Microsoft and Nintendo are facing an EU hearing over their Call of Duty agreement. The two companies signed a deal to allow the popular first-person shooter game to be played on Nintendo’s Switch console through Microsoft’s xCloud service. However, the European Commission is concerned that the agreement may have violated competition rules. The hearing is set to take place in Brussels in March.
The EU has been taking a closer look at the gaming industry and its practices, particularly when it comes to digital distribution and in-app purchases. Last year, the EU launched an antitrust investigation into Apple’s App Store practices after a complaint was filed by Spotify. The EU’s investigation focused on the 30% commission that Apple charges developers for in-app purchases and subscriptions, as well as the fact that developers are required to use Apple’s payment system.
The EU has also been examining Google’s Play Store practices, particularly the commission that it charges for in-app purchases.

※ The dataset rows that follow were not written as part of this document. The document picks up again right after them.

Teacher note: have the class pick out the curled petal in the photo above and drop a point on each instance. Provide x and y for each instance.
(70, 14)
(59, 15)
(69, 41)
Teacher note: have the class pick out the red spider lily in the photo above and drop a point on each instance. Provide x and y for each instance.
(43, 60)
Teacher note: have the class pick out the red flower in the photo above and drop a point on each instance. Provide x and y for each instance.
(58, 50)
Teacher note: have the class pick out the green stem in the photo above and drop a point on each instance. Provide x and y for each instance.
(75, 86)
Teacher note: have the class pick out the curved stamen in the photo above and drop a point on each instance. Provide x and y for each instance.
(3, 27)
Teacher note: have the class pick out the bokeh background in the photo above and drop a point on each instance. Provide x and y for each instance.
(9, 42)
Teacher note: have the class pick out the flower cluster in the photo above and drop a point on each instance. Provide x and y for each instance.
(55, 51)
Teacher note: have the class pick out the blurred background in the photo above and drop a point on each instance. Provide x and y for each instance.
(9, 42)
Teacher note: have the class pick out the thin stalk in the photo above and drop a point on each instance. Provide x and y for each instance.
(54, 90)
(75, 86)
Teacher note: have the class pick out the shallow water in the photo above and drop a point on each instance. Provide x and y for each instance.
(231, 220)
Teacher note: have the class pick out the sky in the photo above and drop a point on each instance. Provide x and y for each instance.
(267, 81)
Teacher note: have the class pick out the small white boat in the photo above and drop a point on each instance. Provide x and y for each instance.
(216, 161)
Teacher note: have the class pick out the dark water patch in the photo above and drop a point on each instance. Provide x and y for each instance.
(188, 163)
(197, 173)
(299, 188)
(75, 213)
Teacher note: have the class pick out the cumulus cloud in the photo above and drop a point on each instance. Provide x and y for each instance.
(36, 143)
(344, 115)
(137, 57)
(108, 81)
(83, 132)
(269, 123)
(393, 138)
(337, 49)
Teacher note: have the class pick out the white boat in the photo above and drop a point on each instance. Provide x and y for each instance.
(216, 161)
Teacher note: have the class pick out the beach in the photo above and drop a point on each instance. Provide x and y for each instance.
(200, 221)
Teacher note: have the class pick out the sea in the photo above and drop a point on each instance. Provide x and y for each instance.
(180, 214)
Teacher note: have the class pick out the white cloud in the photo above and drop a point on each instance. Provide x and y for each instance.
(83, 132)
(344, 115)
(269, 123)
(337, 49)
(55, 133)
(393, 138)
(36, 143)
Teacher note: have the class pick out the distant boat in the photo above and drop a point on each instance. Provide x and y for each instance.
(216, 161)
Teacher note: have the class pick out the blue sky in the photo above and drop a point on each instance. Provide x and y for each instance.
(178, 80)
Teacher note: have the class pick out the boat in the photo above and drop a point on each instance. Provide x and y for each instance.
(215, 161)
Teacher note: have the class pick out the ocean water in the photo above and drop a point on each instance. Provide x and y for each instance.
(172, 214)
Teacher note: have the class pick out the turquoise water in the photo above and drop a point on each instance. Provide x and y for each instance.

In 2021, Google reduced its commission rate from 30% to 15% for the first $1 million in revenue generated by developers each year. However, the EU is continuing to investigate Google’s practices.
The Call of Duty agreement between Microsoft and Nintendo is just one example of the kinds of deals that the EU is scrutinizing. The EU is particularly concerned about the power that big tech companies hold over the gaming industry and the potential for anticompetitive behavior. As such, the EU is expected to take a more active role in regulating the industry going forward.